At the 2025 Hot Chips conference, Google disclosed that a single Ironwood chip achieves a peak performance of 4,614 TFLOPs—more than 16 times higher than the TPU v4 in 2022 and nearly 10 times higher than the TPU v5p released in 2023. Ironwood comes with 192GB of high-bandwidth memory (HBM) and a bandwidth of 7.4TB/s. By comparison, TPU v4 featured 275 TFLOPs, 32GB HBM, and 1.2TB/s bandwidth, while TPU v5p offered 459 TFLOPs, 95GB HBM, and 2.8TB/s bandwidth.
The TPU pods have scaled dramatically over the generations: TPU v4 pods integrate up to 4,096 chips, TPU v5p up to 8,960, and Ironwood pods up to 9,216. Beyond single-chip performance, Ironwood represents a system-level innovation designed for extreme scalability.
Powerful chips need equally precise system engineering.
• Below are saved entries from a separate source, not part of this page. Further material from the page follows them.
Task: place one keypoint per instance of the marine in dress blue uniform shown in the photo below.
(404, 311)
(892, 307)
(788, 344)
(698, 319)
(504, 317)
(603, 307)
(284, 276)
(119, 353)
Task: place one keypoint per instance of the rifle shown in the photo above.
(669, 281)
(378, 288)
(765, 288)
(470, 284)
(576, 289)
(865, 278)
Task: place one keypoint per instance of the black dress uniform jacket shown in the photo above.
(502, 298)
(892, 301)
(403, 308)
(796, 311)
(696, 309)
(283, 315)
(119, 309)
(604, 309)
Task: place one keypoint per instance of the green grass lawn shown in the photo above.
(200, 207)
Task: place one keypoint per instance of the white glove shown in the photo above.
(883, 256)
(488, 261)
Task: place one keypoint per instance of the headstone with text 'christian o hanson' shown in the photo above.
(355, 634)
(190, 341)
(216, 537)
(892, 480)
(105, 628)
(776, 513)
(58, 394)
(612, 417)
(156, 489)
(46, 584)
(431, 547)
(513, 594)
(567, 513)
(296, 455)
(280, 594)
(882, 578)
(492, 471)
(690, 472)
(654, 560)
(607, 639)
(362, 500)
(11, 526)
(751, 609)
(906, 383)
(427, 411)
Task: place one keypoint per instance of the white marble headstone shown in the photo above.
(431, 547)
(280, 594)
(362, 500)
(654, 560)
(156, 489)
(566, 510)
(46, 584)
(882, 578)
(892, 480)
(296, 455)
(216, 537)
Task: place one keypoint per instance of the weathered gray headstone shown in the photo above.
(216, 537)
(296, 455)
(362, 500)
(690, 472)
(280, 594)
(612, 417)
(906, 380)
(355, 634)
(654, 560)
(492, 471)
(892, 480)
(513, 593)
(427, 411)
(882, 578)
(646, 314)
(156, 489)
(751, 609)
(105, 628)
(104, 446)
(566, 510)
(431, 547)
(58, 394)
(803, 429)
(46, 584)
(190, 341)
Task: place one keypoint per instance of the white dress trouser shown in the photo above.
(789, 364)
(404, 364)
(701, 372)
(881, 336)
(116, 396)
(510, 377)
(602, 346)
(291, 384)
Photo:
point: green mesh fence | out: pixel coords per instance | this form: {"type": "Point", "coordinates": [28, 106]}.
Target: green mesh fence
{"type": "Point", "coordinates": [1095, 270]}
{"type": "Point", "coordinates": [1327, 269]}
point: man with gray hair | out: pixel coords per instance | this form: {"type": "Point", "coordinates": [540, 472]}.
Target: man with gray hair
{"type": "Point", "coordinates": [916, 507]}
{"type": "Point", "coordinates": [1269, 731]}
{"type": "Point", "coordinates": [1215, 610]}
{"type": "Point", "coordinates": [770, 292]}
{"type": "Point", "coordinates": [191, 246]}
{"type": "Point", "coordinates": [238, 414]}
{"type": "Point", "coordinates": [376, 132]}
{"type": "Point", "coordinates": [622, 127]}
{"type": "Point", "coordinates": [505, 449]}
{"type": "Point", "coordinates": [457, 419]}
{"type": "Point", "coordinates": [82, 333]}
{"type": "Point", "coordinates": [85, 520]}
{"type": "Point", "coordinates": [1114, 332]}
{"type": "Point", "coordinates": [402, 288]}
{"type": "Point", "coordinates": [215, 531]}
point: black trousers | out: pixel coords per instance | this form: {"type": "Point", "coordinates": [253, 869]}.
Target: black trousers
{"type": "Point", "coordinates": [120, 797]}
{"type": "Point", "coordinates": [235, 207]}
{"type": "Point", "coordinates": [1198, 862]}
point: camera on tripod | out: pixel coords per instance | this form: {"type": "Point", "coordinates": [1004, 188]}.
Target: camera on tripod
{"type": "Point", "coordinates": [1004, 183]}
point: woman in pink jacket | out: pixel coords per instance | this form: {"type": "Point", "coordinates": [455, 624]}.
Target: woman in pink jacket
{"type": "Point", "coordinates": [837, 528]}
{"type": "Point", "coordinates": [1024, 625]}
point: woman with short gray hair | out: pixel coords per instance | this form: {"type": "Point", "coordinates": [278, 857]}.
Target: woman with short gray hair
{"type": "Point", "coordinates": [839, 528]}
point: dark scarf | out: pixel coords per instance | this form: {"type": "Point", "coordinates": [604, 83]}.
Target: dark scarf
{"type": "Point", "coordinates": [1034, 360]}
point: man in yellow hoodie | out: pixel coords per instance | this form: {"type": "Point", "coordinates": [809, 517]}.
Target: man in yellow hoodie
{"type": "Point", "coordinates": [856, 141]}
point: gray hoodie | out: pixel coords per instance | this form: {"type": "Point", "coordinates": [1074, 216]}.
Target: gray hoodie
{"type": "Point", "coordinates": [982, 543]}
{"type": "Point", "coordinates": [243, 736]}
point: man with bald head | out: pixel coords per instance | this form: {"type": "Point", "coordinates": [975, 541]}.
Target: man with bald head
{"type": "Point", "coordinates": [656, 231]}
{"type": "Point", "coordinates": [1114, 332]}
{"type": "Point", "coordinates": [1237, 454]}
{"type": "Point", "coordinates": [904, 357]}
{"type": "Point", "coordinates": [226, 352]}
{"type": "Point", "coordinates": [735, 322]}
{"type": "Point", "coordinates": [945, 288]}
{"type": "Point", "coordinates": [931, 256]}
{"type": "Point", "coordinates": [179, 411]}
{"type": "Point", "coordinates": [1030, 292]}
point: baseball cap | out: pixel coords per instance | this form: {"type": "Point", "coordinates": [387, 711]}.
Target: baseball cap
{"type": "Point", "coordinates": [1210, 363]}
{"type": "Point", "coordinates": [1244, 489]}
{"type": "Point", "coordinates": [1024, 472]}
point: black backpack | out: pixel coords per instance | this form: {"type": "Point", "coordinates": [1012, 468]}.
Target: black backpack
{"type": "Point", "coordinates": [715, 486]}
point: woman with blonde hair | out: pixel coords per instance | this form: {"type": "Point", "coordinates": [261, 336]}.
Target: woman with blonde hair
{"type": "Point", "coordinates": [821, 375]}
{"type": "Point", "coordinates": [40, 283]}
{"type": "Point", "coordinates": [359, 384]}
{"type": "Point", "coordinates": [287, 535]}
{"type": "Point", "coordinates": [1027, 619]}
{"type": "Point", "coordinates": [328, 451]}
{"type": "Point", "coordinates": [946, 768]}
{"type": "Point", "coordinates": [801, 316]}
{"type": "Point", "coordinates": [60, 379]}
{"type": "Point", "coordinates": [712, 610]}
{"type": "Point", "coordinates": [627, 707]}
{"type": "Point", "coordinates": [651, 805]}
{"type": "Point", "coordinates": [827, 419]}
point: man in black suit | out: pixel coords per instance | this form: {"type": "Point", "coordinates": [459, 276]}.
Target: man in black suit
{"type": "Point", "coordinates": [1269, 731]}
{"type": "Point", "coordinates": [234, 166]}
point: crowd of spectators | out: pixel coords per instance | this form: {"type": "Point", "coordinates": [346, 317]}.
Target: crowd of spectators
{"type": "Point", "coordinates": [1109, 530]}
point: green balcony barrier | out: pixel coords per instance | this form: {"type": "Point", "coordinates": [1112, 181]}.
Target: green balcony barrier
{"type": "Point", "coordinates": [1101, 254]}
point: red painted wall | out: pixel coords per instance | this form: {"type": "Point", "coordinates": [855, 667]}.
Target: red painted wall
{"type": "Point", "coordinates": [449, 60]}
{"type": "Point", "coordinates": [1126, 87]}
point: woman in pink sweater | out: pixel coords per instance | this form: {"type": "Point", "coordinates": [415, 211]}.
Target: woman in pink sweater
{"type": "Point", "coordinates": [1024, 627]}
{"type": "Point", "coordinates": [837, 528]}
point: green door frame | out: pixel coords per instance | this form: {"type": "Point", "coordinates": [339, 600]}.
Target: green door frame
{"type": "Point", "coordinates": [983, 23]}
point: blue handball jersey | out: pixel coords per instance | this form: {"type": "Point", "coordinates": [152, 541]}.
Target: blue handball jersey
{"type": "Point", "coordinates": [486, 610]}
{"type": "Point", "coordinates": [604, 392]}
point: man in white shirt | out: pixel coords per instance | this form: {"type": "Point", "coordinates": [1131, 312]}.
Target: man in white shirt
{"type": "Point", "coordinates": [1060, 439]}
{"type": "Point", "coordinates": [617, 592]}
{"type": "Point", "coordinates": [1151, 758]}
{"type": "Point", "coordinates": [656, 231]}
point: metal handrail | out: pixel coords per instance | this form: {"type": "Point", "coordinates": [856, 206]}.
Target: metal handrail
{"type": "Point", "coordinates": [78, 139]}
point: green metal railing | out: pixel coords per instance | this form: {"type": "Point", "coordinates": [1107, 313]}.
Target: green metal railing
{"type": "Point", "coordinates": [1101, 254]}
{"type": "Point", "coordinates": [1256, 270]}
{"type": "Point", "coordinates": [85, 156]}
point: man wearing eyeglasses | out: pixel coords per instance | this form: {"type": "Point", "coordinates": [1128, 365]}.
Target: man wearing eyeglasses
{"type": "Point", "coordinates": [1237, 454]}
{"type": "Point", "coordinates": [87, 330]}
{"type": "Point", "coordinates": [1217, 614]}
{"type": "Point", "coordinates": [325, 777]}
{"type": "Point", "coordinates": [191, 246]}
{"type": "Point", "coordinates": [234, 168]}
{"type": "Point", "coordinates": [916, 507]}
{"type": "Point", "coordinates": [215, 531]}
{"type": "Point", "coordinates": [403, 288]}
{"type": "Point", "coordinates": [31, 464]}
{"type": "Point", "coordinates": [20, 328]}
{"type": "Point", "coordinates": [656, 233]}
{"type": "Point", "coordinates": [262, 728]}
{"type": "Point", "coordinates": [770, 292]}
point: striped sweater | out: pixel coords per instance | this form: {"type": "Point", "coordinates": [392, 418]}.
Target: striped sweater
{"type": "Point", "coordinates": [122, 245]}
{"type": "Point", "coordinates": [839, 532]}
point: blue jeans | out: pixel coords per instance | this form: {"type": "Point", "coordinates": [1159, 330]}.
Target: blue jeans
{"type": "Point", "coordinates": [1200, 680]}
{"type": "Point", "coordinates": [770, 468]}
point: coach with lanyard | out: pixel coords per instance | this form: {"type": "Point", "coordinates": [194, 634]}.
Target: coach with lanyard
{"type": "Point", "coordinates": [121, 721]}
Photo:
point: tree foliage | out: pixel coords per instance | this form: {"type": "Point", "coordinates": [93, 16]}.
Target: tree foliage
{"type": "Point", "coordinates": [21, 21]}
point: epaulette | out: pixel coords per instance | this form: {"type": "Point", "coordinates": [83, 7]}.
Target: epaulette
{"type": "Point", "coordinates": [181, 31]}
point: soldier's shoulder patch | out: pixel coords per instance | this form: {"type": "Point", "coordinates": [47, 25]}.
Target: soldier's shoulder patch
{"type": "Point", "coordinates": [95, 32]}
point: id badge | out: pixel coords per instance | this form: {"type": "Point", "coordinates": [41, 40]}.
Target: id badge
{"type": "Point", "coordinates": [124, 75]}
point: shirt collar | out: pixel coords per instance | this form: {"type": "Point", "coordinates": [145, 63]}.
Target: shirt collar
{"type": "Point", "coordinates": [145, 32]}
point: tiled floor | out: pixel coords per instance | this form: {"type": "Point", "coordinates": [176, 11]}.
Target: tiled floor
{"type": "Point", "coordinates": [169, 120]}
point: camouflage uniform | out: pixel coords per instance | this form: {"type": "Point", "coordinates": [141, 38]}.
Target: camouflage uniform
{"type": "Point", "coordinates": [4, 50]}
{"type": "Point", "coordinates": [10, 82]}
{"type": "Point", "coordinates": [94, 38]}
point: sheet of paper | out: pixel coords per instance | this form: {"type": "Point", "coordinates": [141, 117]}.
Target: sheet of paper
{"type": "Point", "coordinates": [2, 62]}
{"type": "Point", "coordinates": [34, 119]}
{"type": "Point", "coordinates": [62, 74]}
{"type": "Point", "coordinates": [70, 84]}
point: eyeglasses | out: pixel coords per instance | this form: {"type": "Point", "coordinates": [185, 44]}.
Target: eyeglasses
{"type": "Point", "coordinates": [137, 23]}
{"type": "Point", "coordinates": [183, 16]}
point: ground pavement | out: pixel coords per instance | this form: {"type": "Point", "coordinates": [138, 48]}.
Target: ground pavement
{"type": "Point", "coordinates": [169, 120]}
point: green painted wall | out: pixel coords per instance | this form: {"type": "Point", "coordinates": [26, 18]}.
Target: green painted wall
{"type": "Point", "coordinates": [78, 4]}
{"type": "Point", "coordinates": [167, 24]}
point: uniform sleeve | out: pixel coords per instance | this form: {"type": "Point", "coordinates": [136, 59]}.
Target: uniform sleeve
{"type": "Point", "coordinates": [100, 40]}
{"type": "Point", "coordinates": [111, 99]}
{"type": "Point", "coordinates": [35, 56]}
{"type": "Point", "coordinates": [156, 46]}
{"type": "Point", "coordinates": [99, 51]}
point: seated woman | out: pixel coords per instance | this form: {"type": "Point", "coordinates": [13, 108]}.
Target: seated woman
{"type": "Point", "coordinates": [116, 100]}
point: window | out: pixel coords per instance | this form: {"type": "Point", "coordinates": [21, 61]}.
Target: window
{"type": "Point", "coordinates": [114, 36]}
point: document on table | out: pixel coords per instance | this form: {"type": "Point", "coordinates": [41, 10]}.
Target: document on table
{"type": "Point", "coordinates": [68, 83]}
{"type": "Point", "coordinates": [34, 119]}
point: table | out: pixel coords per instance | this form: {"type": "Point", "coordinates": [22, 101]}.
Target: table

Google developed Ironwood's modular, scalable architecture spanning chips, racks, and pods. Each Ironwood SoC integrates four chips on a PCBA board, and 16 boards stack together to form a 64-chip TPU rack. For larger-scale deployments, Google uses proprietary Inter-Chip Interconnect (ICI) technology with PCB traces, copper cables, and optical links to connect multiple racks into a single Superpod.
Managing such immense compute power presents significant energy and cooling challenges. Ironwood racks are equipped with advanced liquid cooling systems to maintain efficiency and reliability.
Ironwood represents Google's largest and most powerful AI computing engine to date, optimized for AI training and inference workloads—especially Mixed Expert (MoE) inference models. It's also the first TPU to support FP8 computation in its tensor cores and matrix units, compared to previous TPUs supporting INT8 inference and BF16 training.
Additionally, Ironwood chips include the third-generation SparseCore accelerator, initially introduced in the TPU v5p in 2023 and further enhanced in the 2024 Trillium chip. SparseCore was designed to accelerate recommendation models that use embeddings across multiple user categories.